Белобрысый опустил баклагу, отдышался и, как всегда, серьезно заметил:
— Свихнулся малость человек! После такого срама нечего удивляться, ежели человек с его душой заболеет с перепугу. А фра Брне все же человек душевный.
— Знаем его душевность! Обирала! Процентщик! Во всех наших приходах не найдется и одного мало-мальски зажиточного крестьянина, который бы не задолжал ему сто, двести, и даже триста талеров из четырнадцати процентов, — заметил Увалень.
Белобрысый рассердился.
— Верно, это мы знаем, но что ты скажешь о Кузнечном Мехе, о Бураке, о фра Сыче и прочих, которые дерут по двадцати с сотни? И разве наш фра Брне кого-нибудь пустил по миру с торгов, как они? Да в конце концов что нам до того; ты только ответь мне: разве для нас фра Брне не душевный? Измывается ли он над нами, как измывался этот осатанелый Вертихвост в тот день, когда остался за настоятеля?

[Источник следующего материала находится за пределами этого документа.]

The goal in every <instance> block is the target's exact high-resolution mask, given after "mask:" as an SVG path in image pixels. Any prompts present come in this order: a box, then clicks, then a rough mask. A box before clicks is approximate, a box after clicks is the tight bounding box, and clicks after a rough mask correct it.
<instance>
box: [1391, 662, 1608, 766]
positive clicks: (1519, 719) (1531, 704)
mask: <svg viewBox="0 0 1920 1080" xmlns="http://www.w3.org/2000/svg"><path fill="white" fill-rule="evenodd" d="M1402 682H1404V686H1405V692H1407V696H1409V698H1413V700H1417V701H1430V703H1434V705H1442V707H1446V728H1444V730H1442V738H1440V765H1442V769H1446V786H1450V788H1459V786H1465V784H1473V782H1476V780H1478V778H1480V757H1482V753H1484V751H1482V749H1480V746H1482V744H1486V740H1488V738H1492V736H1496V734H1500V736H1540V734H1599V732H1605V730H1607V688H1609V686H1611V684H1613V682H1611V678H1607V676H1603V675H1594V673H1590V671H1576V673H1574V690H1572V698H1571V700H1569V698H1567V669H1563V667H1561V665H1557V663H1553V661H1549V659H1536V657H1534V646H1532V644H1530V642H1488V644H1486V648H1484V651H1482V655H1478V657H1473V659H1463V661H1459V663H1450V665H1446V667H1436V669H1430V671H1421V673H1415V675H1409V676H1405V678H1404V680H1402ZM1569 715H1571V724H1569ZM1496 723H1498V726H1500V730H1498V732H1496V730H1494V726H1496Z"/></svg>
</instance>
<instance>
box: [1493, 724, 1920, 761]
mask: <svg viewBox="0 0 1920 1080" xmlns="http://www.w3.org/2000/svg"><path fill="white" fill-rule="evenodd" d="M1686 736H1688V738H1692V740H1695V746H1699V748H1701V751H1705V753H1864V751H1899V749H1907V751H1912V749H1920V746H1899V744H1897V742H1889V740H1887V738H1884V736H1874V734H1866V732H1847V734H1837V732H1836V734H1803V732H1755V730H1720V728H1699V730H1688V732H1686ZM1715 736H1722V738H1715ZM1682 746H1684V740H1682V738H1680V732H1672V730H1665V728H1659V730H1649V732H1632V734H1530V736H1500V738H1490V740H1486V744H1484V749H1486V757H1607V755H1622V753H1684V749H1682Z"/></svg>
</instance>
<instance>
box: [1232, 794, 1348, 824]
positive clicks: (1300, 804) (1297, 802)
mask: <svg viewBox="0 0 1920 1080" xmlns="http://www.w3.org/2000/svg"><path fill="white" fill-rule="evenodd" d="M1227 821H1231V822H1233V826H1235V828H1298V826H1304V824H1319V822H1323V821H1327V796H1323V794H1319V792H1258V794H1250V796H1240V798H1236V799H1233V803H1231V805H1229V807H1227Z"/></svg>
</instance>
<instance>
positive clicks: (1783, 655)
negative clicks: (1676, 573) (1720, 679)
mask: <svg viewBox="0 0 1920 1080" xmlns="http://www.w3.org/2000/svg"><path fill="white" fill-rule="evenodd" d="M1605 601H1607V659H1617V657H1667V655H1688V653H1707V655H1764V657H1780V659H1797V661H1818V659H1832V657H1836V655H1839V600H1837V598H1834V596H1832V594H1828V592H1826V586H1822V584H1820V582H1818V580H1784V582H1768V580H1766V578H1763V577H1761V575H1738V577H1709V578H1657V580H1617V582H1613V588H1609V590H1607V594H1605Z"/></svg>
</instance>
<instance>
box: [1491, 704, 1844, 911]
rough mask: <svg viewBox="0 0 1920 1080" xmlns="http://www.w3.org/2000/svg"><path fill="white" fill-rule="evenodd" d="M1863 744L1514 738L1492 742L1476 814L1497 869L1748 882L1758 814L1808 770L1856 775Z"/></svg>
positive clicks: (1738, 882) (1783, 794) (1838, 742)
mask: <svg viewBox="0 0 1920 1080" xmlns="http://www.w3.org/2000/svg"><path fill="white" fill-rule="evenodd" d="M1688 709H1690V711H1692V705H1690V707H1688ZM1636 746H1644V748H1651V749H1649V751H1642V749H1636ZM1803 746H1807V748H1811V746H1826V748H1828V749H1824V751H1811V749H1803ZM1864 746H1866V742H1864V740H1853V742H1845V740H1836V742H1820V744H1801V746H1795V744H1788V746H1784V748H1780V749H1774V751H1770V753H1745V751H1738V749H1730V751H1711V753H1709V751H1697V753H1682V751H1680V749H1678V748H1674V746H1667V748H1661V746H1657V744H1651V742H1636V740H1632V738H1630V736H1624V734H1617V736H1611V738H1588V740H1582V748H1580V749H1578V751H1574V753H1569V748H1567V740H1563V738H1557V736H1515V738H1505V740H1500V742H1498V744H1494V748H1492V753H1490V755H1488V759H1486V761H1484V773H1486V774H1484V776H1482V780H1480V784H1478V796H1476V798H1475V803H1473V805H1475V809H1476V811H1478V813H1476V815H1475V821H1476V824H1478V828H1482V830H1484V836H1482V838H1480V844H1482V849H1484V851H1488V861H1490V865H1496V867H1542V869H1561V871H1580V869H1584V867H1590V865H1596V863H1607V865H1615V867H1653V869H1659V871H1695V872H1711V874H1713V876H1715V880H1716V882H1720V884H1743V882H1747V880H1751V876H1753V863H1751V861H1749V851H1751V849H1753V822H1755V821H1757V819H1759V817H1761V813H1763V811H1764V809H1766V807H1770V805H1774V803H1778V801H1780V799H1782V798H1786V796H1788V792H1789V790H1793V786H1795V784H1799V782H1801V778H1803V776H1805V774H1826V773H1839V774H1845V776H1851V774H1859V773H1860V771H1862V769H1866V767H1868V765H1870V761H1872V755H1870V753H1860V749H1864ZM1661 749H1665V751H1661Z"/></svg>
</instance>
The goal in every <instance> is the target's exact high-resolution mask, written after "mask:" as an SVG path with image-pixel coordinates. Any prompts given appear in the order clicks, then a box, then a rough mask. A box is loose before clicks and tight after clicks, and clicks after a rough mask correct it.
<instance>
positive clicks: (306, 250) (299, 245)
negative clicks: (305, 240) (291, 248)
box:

— Что правда, то правда! — подтвердили все. — Дай бог здоровья фра Брне.
— Останься этот бешеный за настоятеля, он всю душу бы нам вытряс, — продолжал Белобрысый. — Вставал бы, брат, ни свет ни заря и копался, как муравей… Кто другой подумает — чудо какое! Но мы-то знаем, каков он был в молодости! Всласть покуролесил, ничего не жалел, все на баб ушло! Вот теперь и нет его беднее в монастыре. Да, он уж накопил бы для святого Франциска! Накопил… как моя покойная бабушка! Показывал бы счета, где положено, а сам набивал бы себе карманы. Ведь известно, каково под старость-то без гроша!